Ivory Coast's new leader took charge of a divided country Tuesday, facing continued fighting in some neighborhoods of its commercial capital and a growing humanitarian crisis.
President Alassane Ouattara confronts the challenge of convincing skeptical opponents, including the 46% of the electorate who voted last fall for his rival, that he's not a stooge of France or the West and is strong enough to unite his African nation's disparate political forces.
Nearly 2 million people were displaced by weeks of fighting when his rival, former President Laurent Gbagbo, refused to step down. Medical aid and food were looted by militias during the violence.
The country's former colonial power, France, pledged $589 million to help ease the humanitarian situation, pay the backlog of international debt, get the economy moving and reboot the public sector after months of paralysis.
Most of the fighting Tuesday was in the Cocody neighborhood of Abidjan, the commercial capital, a Gbagbo stronghold where the former president's residence was located, and in the city's Plateau district. Forces loyal to Ouattara were trying to defeat the remaining die-hard Gbagbo militants after relying heavily on French military assistance Monday and Tuesday to reach the former president's home and capture him.
Five of Ivory Coast's top military generals pledged their allegiance to Ouattara as president.
In a TV address Monday after Gbagbo's capture, Ouattara called for restraint and promised that the former leader and his wife, Simone, would be treated with humanity and dignity as they face justice.

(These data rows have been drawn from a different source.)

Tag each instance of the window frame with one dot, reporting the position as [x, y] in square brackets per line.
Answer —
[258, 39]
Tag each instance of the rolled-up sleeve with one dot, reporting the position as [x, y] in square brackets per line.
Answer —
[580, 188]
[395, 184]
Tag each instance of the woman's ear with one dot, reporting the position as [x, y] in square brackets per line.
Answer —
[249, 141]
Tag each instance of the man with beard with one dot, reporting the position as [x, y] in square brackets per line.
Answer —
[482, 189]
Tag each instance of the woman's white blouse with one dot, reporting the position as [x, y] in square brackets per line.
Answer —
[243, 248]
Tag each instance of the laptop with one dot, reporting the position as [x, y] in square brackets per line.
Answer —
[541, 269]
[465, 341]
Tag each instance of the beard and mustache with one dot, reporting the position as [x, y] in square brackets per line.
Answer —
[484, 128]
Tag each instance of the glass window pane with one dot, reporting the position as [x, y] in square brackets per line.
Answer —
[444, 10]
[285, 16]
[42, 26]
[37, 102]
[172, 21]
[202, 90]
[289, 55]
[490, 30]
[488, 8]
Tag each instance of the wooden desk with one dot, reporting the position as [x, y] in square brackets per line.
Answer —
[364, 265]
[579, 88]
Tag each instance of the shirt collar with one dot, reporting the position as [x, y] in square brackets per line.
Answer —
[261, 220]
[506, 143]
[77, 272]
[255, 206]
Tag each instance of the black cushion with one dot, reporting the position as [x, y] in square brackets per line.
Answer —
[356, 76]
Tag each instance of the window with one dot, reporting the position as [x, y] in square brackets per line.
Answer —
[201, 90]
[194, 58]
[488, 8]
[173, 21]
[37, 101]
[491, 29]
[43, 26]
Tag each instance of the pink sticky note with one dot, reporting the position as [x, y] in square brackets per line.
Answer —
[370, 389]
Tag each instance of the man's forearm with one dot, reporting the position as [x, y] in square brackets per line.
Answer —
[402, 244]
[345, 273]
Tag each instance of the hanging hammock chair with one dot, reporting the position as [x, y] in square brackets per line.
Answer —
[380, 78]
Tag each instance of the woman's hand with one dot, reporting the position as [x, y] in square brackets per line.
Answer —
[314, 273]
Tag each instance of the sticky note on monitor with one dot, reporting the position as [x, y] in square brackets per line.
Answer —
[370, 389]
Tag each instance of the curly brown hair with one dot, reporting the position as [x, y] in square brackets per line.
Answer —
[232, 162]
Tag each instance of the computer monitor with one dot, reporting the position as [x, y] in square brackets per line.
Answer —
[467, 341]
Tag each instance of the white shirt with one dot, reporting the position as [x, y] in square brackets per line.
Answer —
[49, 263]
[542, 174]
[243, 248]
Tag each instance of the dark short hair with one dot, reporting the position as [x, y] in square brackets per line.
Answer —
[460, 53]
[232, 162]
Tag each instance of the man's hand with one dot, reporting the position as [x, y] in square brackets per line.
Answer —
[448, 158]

U.N. spokesman Farhan Haq said Tuesday that the couple and their son had been moved to a secret secure location outside Abidjan.
France has insisted its military, which intervened at the formal request of the United Nations to protect civilians, played no part in Gbagbo's arrest. But many of his supporters may doubt the French version, having been bombarded by propaganda on state television for months accusing France and the U.N. of a conspiracy to take over the country. They form a strong undercurrent of opposition to Ouattara, who is perceived by many as being close to France and French President Nicolas Sarkozy.
Some analysts say the only way for Ouattara to neutralize doubts about his leadership is to jump-start the economy, restore security, and get the banks open for the first time in two months and the public sector back to work.
He has promised a South African-style truth and reconciliation commission to get to the bottom of postelection atrocities. Ouattara is under intense international pressure to ensure that any atrocities by his forces in western Ivory Coast in recent days are investigated and perpetrators face the courts.
The International Criminal Court has foreshadowed a possible investigation of crimes against humanity, and human rights organizations believe there is credible evidence against Gbagbo. Human Rights Watch investigations have implicated both sides of the conflict in such crimes.
The U.N. said Tuesday that 800 people had been confirmed killed in the crisis that followed November's disputed election, but that the casualty figure was likely to be much higher. It confirmed 536 slain in the country's troubled west as pro-Ouattara forces advanced through the area.
Ouattara, a U.S.-educated economist who lacks his rival's common touch, faces an additional problem winning over nonsupporters: He spent many years outside his country working for the International Monetary Fund and the central bank serving West Africa's monetary union.
For years he battled accusations from political opponents that he was an outsider. Gbagbo's supporters and other political rivals dwelled on his time abroad and fostered doubts about whether he was even a citizen. In 1999 he was accused of forging identity documents showing both parents to be Ivorian and was twice prevented from running as president because of claims he was not a citizen.